Automakers Report Lower Q1 US Auto Sales On Virus Hit
Automakers reported lower US sales on Wednesday, with purchases diving in March as the coronavirus pandemic prompted widespread economic closures in much of the country, carmakers reported Wednesday.
Some automakers did not break out sales by month, but among those that did, the numbers were ugly for March as the US economy abruptly shifted into shutdown mode.
These included Volkswagen, which saw US sales plunge 42 percent in March, and Toyota, which suffered 35.3 percent drop during that period.
"As the pandemic rolls across America, consumers' interest in big ticket purchases like vehicles has all be disappeared. And for those folks still interested in purchasing, in many markets they can't because of mandated dealership closing," said Cox Automotive Senior Economist Charlie Chesbrough, who predicted more pain ahead in the coming months.
"April is likely to see further historic declines, driven largely by a lack of consumer confidence and substantial increases in unemployment. And that trend will likely continue into early summer, at best," Chesbrough said.
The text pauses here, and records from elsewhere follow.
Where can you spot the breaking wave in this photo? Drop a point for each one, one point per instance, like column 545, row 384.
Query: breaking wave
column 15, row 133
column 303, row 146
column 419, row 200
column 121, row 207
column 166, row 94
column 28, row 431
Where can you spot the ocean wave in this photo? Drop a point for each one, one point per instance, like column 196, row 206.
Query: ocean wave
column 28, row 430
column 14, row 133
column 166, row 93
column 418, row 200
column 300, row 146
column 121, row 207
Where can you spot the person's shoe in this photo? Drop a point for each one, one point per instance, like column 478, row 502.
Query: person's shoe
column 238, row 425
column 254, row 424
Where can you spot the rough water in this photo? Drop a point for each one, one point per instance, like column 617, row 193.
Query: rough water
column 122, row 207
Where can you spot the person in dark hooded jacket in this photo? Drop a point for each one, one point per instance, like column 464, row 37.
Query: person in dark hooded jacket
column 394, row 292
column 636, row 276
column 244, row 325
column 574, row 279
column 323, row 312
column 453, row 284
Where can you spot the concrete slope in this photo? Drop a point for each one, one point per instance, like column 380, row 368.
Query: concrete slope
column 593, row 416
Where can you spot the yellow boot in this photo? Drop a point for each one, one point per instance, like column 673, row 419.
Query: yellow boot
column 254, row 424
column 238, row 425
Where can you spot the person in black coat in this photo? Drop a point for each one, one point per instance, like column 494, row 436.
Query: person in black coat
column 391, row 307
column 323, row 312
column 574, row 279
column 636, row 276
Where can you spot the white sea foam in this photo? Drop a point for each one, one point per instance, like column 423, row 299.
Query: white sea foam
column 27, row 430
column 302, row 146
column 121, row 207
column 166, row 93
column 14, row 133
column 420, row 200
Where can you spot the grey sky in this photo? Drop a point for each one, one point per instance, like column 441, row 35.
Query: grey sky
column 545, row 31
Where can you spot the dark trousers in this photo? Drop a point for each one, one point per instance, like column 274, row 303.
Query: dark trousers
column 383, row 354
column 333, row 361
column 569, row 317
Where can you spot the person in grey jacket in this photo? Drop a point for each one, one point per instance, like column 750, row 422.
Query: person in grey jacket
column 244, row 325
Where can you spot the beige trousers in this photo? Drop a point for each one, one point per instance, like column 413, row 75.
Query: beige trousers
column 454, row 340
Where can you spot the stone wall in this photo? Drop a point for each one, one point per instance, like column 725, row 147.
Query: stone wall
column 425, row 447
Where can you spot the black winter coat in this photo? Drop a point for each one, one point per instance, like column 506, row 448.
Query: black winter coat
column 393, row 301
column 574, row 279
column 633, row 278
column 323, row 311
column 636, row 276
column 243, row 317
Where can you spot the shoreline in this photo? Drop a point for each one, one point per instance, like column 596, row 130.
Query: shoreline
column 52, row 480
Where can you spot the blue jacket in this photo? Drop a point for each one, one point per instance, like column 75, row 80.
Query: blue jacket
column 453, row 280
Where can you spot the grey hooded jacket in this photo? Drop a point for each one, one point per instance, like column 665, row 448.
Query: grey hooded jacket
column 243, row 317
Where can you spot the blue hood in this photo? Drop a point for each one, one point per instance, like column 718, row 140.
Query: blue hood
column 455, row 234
GM said sales fell about seven percent from the same period in 2019 to 618,335 vehicles due to significant declines in March as cities and states around the United States sharply curtailed activity to try to limit the spread of COVID-19.
The US auto giant, which has announced a venture with medical device company Ventec to build ventilators to treat the growing numbers of victims of the virus, continues to keep some dealers open in areas with stay-at-home orders to serve first responders and healthcare workers.
Fiat Chrysler said US sales dropped 10 percent to 446,768, as "strong momentum in January and February was more than offset by the negative economic impact of the coronavirus in March."
Like GM, Fiat Chrysler has continued to keep showrooms open and permitted online ordering of cars.
Edmunds.com forecast an industry-wide decline of 11.8 percent in the January-March period to 3.5 million vehicles in the US market.
"The first two months of the year started off at a healthy sales pace, but the market took a dramatic turn in mid-March as more cities and states began to implement stay-at-home policies due to the coronavirus crisis, and consumers understandably shifted their focus to other things," said Jessica Caldwell, Edmunds' executive director of insights.
"The whole world is turned upside down right now, and the auto industry is unfortunately not immune to the wide-ranging economic impacts of this unprecedented pandemic."